= Hans-Erik Eriksson =

Swedish computer scientist and organizational theorist

Hans-Erik Eriksson (born 1961) is a Swedish computer scientist, organizational theorist, co-founder of Open Training AB, and author of "Business modeling with UML."

== Life and work ==
After his studies in computer science in the early 1980s, Eriksson started working in the field of system development and software architecture. In 1999, Eriksson and Magnus Penker founded Open Training in Sweden, an online learning and e-training institute. They sold the company in 2004, which continued as Open Training Sweden AB.

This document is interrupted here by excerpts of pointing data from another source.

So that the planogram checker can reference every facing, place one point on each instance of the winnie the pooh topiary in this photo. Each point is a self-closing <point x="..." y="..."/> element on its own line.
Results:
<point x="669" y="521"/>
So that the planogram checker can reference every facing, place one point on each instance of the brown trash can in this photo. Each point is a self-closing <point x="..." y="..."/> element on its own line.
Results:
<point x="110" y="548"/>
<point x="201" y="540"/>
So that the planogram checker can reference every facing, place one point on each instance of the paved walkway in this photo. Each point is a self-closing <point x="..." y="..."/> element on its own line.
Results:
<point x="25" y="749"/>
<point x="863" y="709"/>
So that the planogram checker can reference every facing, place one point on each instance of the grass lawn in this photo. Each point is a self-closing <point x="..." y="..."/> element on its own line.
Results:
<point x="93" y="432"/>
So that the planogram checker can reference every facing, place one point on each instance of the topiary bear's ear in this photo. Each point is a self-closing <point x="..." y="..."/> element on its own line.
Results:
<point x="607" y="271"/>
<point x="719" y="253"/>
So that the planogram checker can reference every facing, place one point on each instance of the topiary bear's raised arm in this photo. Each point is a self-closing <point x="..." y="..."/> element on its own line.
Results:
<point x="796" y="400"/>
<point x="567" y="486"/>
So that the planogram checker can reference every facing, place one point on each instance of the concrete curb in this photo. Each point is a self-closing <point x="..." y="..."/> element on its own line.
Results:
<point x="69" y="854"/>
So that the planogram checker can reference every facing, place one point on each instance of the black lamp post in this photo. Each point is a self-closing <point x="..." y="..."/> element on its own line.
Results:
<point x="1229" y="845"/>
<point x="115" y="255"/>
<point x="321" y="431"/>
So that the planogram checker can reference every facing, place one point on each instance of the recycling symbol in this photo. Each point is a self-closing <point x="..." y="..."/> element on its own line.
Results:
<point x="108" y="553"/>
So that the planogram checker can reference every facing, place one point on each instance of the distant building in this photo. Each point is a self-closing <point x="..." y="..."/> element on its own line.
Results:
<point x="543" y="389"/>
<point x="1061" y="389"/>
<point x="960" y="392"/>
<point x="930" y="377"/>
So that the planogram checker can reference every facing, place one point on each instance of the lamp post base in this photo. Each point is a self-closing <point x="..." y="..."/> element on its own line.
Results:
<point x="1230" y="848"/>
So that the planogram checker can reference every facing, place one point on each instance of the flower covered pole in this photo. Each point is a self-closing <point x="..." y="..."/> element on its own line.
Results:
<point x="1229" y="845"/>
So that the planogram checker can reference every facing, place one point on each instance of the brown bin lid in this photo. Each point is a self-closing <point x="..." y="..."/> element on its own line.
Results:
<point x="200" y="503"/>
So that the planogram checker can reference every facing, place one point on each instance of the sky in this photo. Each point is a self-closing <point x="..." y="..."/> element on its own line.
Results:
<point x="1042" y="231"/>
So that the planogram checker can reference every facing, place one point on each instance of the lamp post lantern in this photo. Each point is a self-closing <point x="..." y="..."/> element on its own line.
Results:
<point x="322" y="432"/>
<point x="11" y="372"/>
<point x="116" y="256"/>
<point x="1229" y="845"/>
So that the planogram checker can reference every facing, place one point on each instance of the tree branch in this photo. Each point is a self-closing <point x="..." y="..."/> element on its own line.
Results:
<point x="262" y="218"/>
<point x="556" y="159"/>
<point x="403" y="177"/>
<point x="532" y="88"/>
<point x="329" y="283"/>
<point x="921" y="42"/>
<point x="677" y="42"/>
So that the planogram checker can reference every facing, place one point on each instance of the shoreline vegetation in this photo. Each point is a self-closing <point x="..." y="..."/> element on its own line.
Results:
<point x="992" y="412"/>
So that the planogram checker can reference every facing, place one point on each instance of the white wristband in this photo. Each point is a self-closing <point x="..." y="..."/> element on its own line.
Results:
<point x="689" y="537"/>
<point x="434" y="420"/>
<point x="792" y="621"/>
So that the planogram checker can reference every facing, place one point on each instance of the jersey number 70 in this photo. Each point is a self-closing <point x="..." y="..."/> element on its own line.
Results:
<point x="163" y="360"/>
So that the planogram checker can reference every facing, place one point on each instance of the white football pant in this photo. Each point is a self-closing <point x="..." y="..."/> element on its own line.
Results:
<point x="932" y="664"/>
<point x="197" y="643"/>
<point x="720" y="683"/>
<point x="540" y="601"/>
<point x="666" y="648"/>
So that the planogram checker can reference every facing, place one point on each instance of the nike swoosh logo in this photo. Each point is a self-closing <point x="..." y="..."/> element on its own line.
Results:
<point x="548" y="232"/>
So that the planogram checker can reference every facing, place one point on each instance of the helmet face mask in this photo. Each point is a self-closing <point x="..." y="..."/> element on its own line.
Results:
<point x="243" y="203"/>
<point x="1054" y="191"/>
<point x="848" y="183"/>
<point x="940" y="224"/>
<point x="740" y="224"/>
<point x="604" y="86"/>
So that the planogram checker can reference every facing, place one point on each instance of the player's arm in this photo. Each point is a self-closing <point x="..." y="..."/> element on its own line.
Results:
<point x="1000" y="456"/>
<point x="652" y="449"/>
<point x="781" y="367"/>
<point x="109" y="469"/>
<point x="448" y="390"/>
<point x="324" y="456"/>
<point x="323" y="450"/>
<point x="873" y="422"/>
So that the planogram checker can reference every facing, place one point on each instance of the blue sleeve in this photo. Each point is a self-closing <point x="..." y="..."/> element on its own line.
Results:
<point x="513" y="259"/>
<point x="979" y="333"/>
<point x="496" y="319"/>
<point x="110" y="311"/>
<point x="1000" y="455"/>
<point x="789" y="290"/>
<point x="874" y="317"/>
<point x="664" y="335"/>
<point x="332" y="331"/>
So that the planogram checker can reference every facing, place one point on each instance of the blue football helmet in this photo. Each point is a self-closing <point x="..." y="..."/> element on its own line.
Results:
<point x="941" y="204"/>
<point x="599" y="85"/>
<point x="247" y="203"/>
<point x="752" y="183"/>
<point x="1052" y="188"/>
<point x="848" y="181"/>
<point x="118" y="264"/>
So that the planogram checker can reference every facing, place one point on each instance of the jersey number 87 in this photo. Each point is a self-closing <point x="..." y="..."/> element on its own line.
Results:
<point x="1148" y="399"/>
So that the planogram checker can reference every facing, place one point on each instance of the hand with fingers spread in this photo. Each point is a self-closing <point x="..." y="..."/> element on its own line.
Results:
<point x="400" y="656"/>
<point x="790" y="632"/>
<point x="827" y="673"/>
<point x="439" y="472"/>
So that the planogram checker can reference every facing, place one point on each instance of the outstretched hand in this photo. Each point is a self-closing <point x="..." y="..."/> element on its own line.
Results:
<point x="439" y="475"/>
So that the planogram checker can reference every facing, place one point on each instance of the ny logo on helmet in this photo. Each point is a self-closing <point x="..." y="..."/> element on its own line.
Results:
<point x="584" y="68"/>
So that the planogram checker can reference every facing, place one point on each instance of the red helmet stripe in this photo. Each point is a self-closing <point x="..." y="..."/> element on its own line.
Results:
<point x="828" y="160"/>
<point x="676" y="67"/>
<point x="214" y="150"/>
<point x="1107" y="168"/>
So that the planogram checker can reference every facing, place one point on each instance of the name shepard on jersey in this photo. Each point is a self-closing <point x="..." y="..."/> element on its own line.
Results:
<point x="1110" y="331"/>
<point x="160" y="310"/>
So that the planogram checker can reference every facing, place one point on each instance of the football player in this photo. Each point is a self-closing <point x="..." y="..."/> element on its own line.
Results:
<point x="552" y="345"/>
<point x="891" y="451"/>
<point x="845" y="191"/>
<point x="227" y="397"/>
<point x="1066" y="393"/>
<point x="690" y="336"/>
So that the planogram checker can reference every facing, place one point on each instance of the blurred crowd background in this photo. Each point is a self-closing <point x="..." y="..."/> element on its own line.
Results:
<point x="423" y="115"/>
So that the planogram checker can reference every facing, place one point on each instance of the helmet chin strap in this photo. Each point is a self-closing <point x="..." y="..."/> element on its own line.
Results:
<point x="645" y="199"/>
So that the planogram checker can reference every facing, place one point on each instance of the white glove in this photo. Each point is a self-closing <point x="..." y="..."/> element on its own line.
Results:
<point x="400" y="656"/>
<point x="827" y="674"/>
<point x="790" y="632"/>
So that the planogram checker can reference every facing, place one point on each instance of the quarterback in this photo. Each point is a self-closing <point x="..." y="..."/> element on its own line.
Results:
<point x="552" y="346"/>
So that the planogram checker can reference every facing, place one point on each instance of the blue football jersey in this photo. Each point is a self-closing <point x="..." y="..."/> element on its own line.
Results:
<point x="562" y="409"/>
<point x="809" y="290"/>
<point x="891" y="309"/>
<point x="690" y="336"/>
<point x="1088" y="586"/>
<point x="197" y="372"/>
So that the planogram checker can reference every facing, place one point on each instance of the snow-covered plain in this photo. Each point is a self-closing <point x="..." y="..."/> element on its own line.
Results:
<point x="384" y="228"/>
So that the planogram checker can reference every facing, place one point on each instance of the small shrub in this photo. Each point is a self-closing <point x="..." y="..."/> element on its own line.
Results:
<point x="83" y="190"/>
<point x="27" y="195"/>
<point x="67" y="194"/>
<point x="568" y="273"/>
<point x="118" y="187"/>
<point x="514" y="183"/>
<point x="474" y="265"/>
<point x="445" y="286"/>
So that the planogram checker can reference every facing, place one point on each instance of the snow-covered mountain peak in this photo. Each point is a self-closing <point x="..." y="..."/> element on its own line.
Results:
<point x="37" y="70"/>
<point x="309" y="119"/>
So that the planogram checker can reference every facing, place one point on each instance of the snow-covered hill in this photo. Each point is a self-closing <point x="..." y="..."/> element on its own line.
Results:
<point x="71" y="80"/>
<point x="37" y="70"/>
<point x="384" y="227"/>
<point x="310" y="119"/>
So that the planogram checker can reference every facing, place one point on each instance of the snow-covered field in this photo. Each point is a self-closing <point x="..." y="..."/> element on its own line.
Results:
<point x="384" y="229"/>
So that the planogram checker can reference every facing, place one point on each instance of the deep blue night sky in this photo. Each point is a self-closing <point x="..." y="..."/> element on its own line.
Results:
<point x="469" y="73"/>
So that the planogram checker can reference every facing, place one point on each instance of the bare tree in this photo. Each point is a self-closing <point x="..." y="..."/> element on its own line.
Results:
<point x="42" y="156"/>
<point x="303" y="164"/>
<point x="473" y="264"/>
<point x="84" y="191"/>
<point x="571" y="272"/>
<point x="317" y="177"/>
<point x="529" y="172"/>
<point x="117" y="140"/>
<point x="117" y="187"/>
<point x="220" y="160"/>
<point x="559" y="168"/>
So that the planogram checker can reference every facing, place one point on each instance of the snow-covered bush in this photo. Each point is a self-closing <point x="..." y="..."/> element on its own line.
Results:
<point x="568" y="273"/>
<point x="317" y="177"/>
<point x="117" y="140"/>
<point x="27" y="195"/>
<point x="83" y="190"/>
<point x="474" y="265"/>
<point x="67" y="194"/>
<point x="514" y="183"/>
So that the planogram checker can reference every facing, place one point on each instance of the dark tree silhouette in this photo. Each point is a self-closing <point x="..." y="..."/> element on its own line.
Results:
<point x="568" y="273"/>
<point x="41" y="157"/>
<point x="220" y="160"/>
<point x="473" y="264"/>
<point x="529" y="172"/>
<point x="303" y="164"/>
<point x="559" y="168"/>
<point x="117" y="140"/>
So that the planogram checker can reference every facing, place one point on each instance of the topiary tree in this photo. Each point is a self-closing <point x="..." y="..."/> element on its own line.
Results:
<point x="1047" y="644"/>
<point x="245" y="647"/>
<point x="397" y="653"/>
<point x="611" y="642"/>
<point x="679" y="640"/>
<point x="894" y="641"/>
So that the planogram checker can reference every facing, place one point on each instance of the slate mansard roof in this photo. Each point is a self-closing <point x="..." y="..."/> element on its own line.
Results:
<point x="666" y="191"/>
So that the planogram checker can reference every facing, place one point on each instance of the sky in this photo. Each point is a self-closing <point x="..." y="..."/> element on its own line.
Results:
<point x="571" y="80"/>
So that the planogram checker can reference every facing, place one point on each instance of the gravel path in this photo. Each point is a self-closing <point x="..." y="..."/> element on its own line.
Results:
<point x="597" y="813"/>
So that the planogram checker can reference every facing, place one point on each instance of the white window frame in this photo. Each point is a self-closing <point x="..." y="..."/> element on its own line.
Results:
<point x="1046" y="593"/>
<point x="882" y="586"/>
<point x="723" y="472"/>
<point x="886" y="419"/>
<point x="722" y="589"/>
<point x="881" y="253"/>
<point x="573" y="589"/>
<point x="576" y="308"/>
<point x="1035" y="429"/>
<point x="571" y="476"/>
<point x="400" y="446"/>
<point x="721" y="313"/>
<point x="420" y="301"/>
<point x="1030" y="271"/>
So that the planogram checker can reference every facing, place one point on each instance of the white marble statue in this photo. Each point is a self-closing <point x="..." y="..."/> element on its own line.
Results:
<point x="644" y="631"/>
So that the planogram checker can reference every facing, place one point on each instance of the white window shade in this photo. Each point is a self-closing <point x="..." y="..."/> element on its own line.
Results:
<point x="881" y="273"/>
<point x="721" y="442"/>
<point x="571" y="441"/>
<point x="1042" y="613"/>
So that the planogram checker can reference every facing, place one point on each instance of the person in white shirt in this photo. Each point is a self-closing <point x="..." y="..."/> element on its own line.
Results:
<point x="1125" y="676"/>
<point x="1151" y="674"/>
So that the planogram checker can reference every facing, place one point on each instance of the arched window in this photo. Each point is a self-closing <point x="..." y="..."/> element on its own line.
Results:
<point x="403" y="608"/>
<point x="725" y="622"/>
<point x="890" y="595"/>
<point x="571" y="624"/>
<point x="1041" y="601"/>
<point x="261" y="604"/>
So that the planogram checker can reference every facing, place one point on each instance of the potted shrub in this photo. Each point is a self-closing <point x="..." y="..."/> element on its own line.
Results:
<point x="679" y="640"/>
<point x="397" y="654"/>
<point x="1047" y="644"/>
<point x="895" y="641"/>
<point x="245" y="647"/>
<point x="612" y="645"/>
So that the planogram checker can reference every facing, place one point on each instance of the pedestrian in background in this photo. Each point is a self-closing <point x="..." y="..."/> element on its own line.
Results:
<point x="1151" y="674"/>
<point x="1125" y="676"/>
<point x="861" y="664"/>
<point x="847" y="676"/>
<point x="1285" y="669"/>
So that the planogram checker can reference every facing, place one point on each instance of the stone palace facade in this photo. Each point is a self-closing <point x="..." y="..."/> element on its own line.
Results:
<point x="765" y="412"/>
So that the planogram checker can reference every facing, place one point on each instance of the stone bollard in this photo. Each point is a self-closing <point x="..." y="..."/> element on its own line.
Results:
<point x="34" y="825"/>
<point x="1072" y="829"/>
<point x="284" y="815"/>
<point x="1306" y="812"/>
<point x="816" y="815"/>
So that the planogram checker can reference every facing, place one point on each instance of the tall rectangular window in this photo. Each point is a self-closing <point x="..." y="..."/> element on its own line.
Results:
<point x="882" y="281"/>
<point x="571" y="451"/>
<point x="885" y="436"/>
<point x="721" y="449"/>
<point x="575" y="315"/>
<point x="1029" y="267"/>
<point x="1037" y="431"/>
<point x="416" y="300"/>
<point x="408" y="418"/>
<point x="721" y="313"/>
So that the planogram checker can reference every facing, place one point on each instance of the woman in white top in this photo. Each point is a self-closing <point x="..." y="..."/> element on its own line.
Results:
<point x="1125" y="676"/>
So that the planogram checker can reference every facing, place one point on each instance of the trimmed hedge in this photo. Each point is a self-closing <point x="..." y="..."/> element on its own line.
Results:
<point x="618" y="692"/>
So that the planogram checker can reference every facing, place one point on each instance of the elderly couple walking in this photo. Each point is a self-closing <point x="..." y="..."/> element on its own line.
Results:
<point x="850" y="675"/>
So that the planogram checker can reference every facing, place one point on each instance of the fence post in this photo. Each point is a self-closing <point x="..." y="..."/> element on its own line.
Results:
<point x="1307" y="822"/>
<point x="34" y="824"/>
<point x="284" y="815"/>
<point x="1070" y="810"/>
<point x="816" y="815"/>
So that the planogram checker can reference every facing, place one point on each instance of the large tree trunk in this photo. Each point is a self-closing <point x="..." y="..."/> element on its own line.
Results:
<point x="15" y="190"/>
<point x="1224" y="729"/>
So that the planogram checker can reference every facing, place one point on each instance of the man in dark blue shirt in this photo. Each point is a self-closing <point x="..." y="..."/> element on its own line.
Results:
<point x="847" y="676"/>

In the late 1990s and early 2000s, Eriksson authored and co-authored a series of books on business modeling and Unified Modeling Language in English. His first book in Swedish had been on object-oriented programming in C++ and was published in 1992.

== Work ==
In their 2000 "Business Modeling with UML" Eriksson and Penker proposed a fundamental domain modeling concept, which became known as the Eriksson-Penker Business Extensions. This enterprise modeling approach was similar to CIMOSA, This reference model defined four different views of a business: resources, processes, goals, and rules. The main principles in this approach, according to Grangel (2007), are:
- Process: the set of actions that transform input objects into outputs which have an added value for the customer. Processes have a goal and are affected by events.
- Events: a change of state that is caused by a process and is then received by one or more processes.
- Resources: all kinds of things that are used in the enterprise, whether they are either physical or abstract, for example, information.
- Goals: defined for the enterprise and each of its processes; they represent the desired state of each enterprise resource.
- Business rules: define the conditions under which business activity is to be performed and enterprise knowledge should be represented.
- General mechanism: mechanisms to be used in any diagram

The Eriksson-Penker Business Extensions for the UML can be applied for "the analysis and description of enterprise-wide data structures and conversions between them (OMG Common Data Warehouse Metamodel - OMG CWM), and for modeling business workflows (Workflow Management Coalition Metamodel)."

== Selected publications ==
- Eriksson, Hans-Erik, and Magnus Penker. UML toolkit. John Wiley & Sons, Inc., 1997.
- Eriksson, Hans-Erik, and Magnus Penker. Business modeling with UML: Business Patterns at Work, John Wiley & Sons, New York, USA (2000).
- Eriksson, Hans-Erik, et al. UML 2 toolkit. Vol. 26. John Wiley & Sons, 2003.